One more thing: if you're on a Mac with 16 GB, I won't pretend the 26B-A4B is a good experience. Stick with the E4B. It's genuinely impressive for 8 billion parameters, and it runs beautifully on 16 GB.

Common Questions

Can I run Gemma 4 26B-A4B on an RTX 4060 8 GB?

No. The RTX 4060 has 8 GB of VRAM, and Gemma 4 26B-A4B needs about 18 GB at Q4_K_M. Even the most compressed mode in our data, Q3_K_M, still needs about 14 GB. On 8 GB hardware, stick with Gemma 4 E2B (about 4 GB at Q4_K_M) or E4B (about 6 GB at Q4_K_M).

What is the Gemma 4 26B-A4B model?

Gemma 4 26B-A4B is a Mixture of Experts model with 25.2 billion total parameters but only about 3.8 billion active per token. Inference behaves more like a much smaller dense model, but VRAM sizing does not: all 25.2 billion weights still need to be loaded.

Can an RTX 4090 run Gemma 4 31B?

Yes, with the right quantization. At Q4_K_M, Gemma 4 31B needs about 21 GB of VRAM. The RTX 4090 has 24 GB, so it fits with 3 GB headroom for the KV cache.
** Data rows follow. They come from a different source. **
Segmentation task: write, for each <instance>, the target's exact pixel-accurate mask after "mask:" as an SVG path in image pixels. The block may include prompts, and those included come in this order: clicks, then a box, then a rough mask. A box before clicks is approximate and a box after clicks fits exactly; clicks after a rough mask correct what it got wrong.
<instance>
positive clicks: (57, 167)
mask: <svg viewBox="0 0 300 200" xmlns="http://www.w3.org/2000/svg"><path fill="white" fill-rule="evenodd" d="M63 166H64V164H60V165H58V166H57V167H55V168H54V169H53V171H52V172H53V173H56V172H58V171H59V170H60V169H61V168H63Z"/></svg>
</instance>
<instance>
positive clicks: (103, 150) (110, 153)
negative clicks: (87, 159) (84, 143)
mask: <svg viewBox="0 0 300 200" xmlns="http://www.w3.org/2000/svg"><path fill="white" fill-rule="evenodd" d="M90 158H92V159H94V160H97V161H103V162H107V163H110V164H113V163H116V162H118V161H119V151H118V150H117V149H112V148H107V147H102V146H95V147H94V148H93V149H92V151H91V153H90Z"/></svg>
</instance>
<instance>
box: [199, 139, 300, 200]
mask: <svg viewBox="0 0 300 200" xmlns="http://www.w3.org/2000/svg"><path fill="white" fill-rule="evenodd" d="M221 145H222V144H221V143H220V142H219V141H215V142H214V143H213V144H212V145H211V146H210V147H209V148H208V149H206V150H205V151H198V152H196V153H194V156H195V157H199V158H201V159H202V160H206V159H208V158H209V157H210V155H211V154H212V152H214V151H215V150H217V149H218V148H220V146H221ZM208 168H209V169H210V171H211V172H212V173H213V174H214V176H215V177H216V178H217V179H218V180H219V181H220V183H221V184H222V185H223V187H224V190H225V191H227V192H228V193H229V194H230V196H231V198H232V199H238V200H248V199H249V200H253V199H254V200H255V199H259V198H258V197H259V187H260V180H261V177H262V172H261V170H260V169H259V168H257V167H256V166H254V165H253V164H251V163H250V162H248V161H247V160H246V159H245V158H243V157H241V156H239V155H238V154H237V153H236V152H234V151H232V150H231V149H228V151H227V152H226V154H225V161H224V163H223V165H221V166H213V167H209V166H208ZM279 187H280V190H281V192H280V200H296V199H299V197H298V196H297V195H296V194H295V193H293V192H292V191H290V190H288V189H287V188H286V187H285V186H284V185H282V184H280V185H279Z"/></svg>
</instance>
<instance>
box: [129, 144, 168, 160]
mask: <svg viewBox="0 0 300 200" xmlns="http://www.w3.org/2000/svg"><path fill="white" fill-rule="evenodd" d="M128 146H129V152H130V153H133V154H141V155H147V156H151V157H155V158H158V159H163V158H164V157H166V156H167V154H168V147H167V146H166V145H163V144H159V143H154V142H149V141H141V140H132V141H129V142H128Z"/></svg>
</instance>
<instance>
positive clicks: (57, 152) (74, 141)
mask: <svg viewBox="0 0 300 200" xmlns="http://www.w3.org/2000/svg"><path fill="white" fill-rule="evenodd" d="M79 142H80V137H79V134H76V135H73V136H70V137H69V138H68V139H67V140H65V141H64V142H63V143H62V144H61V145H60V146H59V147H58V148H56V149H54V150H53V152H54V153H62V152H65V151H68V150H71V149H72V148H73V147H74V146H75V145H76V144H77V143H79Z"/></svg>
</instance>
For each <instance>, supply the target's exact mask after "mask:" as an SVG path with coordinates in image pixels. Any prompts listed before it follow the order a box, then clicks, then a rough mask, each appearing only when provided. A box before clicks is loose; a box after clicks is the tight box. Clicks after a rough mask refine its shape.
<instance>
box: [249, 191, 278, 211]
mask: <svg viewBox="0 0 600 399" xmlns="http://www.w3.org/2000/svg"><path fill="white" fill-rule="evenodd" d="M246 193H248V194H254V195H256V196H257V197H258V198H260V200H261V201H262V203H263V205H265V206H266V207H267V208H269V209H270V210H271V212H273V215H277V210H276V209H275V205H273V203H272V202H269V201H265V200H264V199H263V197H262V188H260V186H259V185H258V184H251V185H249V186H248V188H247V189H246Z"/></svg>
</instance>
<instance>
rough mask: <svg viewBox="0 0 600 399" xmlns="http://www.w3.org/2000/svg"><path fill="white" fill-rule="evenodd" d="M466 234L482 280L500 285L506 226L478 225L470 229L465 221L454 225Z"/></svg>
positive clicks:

You will not be able to run it at Q6_K or above on the 4090 without partial offloading. Check the compatibility page for exact performance numbers.

Does Gemma 4 run on Apple Silicon?

Yes, and Apple Silicon is actually a strong choice for Gemma 4. Unified memory means a Mac with 24 GB or more treats all of it as GPU-accessible. An M4 Pro with 24 GB handles the 26B-A4B at Q4_K_M comfortably. An M4 Pro with 48 GB runs the 31B at recommended quality without sweating.

What is the best quantization for Gemma 4 quality?

Q6_K delivers near-FP16 quality and is our recommended target if your hardware supports it. Q4_K_M is the sweet spot for most users: roughly 75% VRAM savings versus FP16 with minimal quality loss on chat and coding tasks. Only drop to Q3_K_M if you have no other option; reasoning quality degrades noticeably.